If You See the Buddha in Your Scrum, Say Hi

Around 2,500 years ago the Buddha may have created one of the first and longest lasting intentional communities, that when looked at in a certain light, looks an awful lot like a modern agile organization.

In Karen Armstrong's excellent book, Buddha, we learn soon after the Buddha became enlightened a rich merchant gave him some land and built a few huts so the Buddha and his followers could make a permanent camp. This organization was called a Sangha and was the forerunner of the Buddhist monasteries we see today. Until this time the Buddha and his followers were always on the road and took shelter wherever they could when the monsoon season rained in. Few would travel on the monsoon muddied roads so the Sangha became a place where Buddha and his followers could wait out the monsoons and continue their studies. Soon Sanghas were being created everywhere as appreciative students donated land to the Buddha's cause.

Whenever you get people together you need rules of governance. How should people interact? Who should be in charge? What are the duties and obligations of someone who has joined? What are the Buddha's answers to these questions?

I was surprised. The Buddha advocated decentralized administration and individual authority and responsibility. Since Buddhism is based on taking personal responsibility for finding ones own enlightenment, this organization makes sense, but for some reason I thought he would be more of a waterfall guy than an agile guy.

When one particularly nasty crisis involving different factions hit the Sangha, the Buddha refused to take sides. He thought the solution must come from combatants themselves for it was the egotism of the parties involved that made it impossible for each side to see each others point of view. Based on the idea hatred is never appeased by more hatred, he said treat both sides with respect, but that they had to work it out for themselves. Both sides could be defused with friendship and sympathy. And eventually they did patch things up.

The Sangha had no central authority and there was no real organization. All the members of the Order were equal because the Buddha refused to be a ruler that controlled everything. The Buddha was never much concerned about having a central leader because he taught every person was responsible for themselves. The Buddha thought coercion was against the spirit of the Order and that if one wanted to live in a way different than the Order then they are perfectly free to leave. Monks must make up their own minds and not be forced to follow anyone else's directives. People who left and came back were to be accepted with open arms.

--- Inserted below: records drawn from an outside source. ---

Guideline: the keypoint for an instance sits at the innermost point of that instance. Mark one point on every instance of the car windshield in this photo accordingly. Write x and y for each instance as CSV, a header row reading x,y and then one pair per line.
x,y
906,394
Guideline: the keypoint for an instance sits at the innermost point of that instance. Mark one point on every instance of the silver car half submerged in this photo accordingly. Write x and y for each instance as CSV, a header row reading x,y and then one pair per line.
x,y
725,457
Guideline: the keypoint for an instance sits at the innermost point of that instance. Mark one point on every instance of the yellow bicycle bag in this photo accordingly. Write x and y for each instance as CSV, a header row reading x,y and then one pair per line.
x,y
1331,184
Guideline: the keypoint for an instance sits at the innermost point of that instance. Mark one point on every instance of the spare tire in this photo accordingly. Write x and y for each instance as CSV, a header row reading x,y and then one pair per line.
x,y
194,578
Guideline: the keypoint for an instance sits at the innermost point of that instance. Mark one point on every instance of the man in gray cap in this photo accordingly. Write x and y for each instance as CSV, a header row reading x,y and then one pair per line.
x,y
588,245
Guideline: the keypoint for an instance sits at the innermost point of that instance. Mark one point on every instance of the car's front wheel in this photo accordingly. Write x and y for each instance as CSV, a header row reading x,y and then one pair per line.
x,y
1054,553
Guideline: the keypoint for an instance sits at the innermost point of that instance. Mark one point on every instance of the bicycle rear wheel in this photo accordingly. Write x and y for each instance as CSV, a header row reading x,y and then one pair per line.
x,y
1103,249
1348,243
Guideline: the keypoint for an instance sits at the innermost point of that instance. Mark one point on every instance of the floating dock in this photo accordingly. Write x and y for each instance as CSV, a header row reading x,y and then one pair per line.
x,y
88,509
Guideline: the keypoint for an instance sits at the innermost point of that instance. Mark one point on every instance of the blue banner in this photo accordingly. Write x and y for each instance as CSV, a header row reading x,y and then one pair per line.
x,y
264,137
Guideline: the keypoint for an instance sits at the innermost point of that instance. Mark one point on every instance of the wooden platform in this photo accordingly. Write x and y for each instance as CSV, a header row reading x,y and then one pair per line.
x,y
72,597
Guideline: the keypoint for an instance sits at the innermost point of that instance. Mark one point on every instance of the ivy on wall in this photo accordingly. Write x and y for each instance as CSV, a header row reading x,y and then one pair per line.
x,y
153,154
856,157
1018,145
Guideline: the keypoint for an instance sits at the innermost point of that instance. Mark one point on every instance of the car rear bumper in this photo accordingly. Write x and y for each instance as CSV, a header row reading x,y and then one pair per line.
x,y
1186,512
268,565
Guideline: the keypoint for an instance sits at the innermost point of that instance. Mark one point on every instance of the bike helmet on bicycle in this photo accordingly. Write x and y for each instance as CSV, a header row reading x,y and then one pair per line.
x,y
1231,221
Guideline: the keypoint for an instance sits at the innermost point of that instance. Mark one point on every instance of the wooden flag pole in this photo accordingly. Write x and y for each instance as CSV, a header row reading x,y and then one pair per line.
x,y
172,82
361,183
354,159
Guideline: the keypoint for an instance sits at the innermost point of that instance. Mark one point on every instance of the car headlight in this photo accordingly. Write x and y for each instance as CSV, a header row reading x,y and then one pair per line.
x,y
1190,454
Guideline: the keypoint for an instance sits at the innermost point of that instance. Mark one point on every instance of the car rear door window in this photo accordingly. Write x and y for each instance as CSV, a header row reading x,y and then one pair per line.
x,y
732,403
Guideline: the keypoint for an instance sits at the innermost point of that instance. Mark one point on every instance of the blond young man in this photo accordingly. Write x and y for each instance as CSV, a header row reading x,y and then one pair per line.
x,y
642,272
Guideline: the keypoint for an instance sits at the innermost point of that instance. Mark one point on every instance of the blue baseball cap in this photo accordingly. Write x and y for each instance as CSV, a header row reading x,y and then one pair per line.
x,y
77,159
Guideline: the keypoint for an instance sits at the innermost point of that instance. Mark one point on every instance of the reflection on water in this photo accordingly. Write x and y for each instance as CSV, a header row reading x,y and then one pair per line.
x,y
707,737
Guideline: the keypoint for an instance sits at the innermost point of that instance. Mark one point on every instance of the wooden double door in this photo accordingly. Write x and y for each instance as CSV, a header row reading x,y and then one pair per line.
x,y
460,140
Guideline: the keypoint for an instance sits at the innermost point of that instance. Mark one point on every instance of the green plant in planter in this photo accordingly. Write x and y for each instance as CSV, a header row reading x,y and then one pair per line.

What members of the Order did share was the same lifestyle and the same teachings. Every six years the different groups would come together to recite a common confession of faith, called the "bond." It's purpose was to bind the different groups together. What they pledged was:

Refraining from all that is harmful.
Attaining what is skillful.
And purifying one's own mind;
This is what the Buddha's teach.

Forbearance and patience are the highest of all austerities;
And the Buddhas declare that Nirvana is the supreme value.
Nobody who hurts another has truly "Gone Forth" from the home life.
Nobody who injures others is a true monk.

No faultfinding, nor harming, restraint,
Knowing the rule regarding food, the single bed and chair;
Application in the higher perception derived from meditation
-- This is what the Awakened Ones teach.


OK, it's not exactly the Agile Manifesto, but there's a shared spirit. This pledge was important because it's all that united the different Orders together.

What did the Buddha think would ensure the survival of the Order:
  1. Be mindful, spiritually alert, energetic and faithful to the meditative disciplines that alone can bring you to enlightenment.
  2. Avoid such unskillful pursuits as gossiping, lazing around, and socializing.
  3. Have no unprincipled friends and avoid falling under such people's spell.
  4. Do not stop half way in your quest and be satisfied with the mediocre.
  5. Become self reliant so you need not rely on any authority.
I am not trying to say there's a one-to-one correspondence between the Buddha's organizational style and Agile, but there are interesting parallels. I am not saying the training for finding enlightenment is the same as producing software, but there are interesting parallels. And this organization has survived almost every other for over 2,500 years and is still going strong. That's not a bad model.